Oké, het is niet naast de deur maar ik moet toch érgens mijn enthousiasme kwijt: het is lang geleden dat ik zo vrolijk, geïnspireerd en verdiept een museum verliet als onlangs na het zien van de grote Francis Picabia-expo in het MoMA in New York. Picabia is altijd een kunstenaar geweest waar kunsthistorici niet goed raad mee weten. Gedurende zijn carrière wisselde hij elke paar jaar van stijl, zodat zijn oeuvre niet door een maar door wel acht kunstenaars lijkt te zijn vervaardigd. In de MoMA-zalen komt een dadaïst voorbij, een surrealist, een man die verschillende figuratieve werkelijkheden over elkaar heen schilderde, een vervaardiger van realistische Riefenstahl-kitsch met een subtiel ironische draai, en een volbloed abstracte schilder wiens werk vol zit met verwijzingen naar vruchtbaarheidssymbolen en de natuur. Dat zou gemakkelijk tot een gevoel van vrijblijvendheid kunnen leiden, maar dat is nu juist het bijzondere: Picabia wordt nooit belemmerd door de techniek, hij wekt de indruk dat hij in elke stijl volkomen thuis is, waardoor je als toeschouwer een groot gevoel van bevrijding ervaart. Want dáár gaat kunst op zijn best natuurlijk over, die aanstekelijke combinatie van beheersing, nieuwsgierigheid en vooral: schijnbaar onbegrensde vrijheid. En Picabia had het allemaal. Het mag dan nog steeds niet om de hoek zijn, maar in Michelin-termen zou ik zeggen: het maximale aantal sterren en de omweg waard.

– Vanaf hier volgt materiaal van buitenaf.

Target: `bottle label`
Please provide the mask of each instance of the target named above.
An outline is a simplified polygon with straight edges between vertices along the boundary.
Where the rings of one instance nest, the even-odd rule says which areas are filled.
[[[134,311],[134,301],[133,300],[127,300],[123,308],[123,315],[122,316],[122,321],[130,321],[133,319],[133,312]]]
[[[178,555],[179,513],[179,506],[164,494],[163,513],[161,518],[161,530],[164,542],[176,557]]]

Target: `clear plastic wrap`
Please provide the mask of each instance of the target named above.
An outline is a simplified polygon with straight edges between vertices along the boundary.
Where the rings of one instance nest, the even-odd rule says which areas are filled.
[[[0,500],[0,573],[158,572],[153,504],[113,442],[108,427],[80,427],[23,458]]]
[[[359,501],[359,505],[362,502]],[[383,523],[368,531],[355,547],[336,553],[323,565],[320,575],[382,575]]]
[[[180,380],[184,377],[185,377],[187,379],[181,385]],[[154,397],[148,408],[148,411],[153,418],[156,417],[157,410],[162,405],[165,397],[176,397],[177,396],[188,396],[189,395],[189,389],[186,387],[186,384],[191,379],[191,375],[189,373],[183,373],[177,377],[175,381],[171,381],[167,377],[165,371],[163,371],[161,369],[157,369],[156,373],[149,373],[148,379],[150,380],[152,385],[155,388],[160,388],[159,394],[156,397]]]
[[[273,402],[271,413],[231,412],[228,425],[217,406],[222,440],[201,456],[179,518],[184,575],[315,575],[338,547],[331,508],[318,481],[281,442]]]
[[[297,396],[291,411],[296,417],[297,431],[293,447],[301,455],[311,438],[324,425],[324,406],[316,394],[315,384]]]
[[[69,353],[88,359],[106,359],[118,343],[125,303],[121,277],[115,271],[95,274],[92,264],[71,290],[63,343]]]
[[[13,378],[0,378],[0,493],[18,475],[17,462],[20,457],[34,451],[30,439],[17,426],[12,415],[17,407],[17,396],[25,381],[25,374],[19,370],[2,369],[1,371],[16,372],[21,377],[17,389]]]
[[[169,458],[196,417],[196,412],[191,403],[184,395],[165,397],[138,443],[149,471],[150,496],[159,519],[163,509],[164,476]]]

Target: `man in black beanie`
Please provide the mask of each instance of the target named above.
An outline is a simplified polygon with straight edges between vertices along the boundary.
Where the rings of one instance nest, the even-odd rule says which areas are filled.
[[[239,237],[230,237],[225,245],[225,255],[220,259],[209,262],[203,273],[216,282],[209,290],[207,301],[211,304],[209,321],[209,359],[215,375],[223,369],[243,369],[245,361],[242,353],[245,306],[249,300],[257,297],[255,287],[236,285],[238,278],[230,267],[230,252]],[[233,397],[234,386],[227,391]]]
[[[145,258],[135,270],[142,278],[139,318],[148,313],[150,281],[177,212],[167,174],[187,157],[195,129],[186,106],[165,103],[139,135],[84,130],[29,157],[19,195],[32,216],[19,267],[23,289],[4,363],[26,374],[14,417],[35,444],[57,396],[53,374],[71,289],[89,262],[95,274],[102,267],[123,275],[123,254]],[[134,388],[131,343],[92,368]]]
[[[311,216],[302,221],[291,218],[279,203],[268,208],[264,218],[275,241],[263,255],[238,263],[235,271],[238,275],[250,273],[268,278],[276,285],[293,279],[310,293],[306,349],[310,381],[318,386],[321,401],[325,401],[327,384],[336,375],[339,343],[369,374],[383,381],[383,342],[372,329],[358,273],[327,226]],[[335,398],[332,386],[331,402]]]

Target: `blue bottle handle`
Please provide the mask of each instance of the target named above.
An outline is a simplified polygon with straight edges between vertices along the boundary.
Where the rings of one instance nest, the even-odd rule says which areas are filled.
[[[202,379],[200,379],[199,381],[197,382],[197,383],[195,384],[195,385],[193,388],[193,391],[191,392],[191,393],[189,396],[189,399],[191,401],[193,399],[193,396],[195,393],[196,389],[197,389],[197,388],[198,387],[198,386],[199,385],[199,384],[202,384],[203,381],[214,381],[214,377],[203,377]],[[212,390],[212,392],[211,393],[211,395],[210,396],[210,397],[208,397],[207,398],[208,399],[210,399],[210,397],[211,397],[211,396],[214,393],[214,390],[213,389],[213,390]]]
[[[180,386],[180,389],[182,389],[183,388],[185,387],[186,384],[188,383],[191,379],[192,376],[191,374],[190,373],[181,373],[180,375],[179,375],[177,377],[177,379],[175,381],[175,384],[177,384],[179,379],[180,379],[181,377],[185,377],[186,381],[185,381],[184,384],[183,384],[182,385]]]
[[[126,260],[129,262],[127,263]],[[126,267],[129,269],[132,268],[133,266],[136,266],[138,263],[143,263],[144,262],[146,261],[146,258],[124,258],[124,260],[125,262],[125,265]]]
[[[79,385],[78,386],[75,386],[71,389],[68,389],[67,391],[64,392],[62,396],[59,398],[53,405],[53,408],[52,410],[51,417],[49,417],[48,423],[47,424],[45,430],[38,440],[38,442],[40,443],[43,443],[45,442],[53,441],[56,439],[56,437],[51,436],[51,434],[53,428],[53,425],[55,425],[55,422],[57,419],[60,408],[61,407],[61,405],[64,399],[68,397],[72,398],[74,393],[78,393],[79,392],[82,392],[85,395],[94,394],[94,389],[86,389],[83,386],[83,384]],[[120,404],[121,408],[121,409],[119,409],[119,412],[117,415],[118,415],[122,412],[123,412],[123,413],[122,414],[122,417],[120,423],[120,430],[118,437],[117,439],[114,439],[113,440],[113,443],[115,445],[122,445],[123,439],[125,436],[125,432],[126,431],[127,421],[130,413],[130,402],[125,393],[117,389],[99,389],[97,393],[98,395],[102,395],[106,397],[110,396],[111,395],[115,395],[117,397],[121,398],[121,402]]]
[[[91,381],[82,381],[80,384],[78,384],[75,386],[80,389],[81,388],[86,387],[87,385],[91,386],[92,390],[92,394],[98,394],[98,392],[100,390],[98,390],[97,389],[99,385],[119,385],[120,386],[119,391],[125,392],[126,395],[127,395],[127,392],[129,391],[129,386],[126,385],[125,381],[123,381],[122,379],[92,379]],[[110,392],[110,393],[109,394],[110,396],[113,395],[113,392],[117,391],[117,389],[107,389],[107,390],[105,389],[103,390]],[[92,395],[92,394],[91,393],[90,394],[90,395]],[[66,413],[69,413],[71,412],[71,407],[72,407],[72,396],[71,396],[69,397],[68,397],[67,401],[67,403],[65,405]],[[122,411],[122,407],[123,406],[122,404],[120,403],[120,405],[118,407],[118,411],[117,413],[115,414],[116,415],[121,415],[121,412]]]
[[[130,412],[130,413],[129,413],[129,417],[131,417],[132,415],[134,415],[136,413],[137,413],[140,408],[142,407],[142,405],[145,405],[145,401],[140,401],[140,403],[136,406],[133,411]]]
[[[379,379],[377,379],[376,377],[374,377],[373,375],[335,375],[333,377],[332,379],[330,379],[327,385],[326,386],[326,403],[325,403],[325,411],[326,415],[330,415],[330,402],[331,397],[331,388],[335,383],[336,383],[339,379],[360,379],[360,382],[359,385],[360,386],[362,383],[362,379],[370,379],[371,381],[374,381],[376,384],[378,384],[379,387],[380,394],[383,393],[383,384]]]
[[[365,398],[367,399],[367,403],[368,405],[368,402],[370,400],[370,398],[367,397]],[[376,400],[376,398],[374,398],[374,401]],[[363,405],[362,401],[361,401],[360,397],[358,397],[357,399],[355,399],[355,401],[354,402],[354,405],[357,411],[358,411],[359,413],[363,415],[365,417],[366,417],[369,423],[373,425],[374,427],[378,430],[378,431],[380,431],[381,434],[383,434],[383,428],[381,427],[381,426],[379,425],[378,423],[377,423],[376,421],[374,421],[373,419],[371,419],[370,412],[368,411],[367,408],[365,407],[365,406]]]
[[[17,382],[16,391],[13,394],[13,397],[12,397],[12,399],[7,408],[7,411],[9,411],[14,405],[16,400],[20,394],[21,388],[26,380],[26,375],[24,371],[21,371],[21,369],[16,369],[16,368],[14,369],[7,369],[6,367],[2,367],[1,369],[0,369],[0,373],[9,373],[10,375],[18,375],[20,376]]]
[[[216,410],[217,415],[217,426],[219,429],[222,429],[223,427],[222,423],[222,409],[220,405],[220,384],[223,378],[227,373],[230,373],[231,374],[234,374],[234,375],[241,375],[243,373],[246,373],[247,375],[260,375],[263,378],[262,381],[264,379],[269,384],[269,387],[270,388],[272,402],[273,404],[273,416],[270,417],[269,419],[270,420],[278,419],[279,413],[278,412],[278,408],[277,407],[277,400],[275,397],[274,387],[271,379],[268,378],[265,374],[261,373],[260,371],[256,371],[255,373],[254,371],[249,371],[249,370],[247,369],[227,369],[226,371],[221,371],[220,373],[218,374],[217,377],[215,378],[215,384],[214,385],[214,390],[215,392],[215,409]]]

Het rijk der lichten is een van de beroemdste schilderijen van René Magritte. Dat komt niet alleen doordat er zoveel versies van bestaan, maar vooral doordat Magritte op dit doek het surrealisme op zijn slimst toepast: in de onderste helft van het landschap is het overduidelijk avond (donkere bomen, een verlicht huis) terwijl het aan de bovenkant een stralende dag is met wolken aan een blauwe hemel. Het kan niet en toch geloof je het – net zoals bij de landschappen die Orna Wertman samenbrengt in haar boek Other Vacations. Voor de collages die hierin zijn verzameld nam Wertman oude vakantiekiekjes uit haar eigen archief en dat van familieleden, knipte die in tweeën en combineerde deze delen tot nieuwe, nogal ongebruikelijke landschappen. Het mooie is: net als Magritte doet ze dat zo subtiel dat haar ingreep op het eerste gezicht niet eens opvalt, terwijl je, als je beter kijkt, niet kunt geloven dat je het niet meteen zag. Wertmans collages gaan over clichés, over verwachtingen, over patronen in het landschap – en ook over hoe vooringenomen we meestal naar vakantiekiekjes kijken. Dat laat je voortaan wel, als je Other Vacations hebt bekeken: onder ieder landschap, zo laat Wertman zien, kan een verrassing verborgen liggen.
Schilder Karel Appel had het begrip ‘imagebuilding’ al uitgevonden voor het woord bestond. Met rondborstige uitspraken als ‘ik rotzooi maar wat an’ en ‘voor mij is een tube verf een raket’ wist hij zichzelf al in de jaren vijftig van de vorige eeuw neer te zetten als het grote achteloze schildersbeest – precies zoals het publiek zijn kunstenaars in die tijd graag zag. Appel werd er beroemd mee, maar het gevolg was ook dat hij in de decennia die volgden vooral onder de ‘kenners’ als schilder steeds minder serieus werd genomen. Op een groot overzicht probeert het Gemeentemuseum Den Haag Appel-de-schilder nu in ere te herstellen, mede door te laten zien dat hij wel degelijk nadacht over zijn composities en zelfs vrij minutieuze voorstudies maakte. En zowaar, het werkt: 'Karel Appel, retrospectief' is een geweldige tentoonstelling waarop de energie en het schilderplezier van de schilderijen afspat.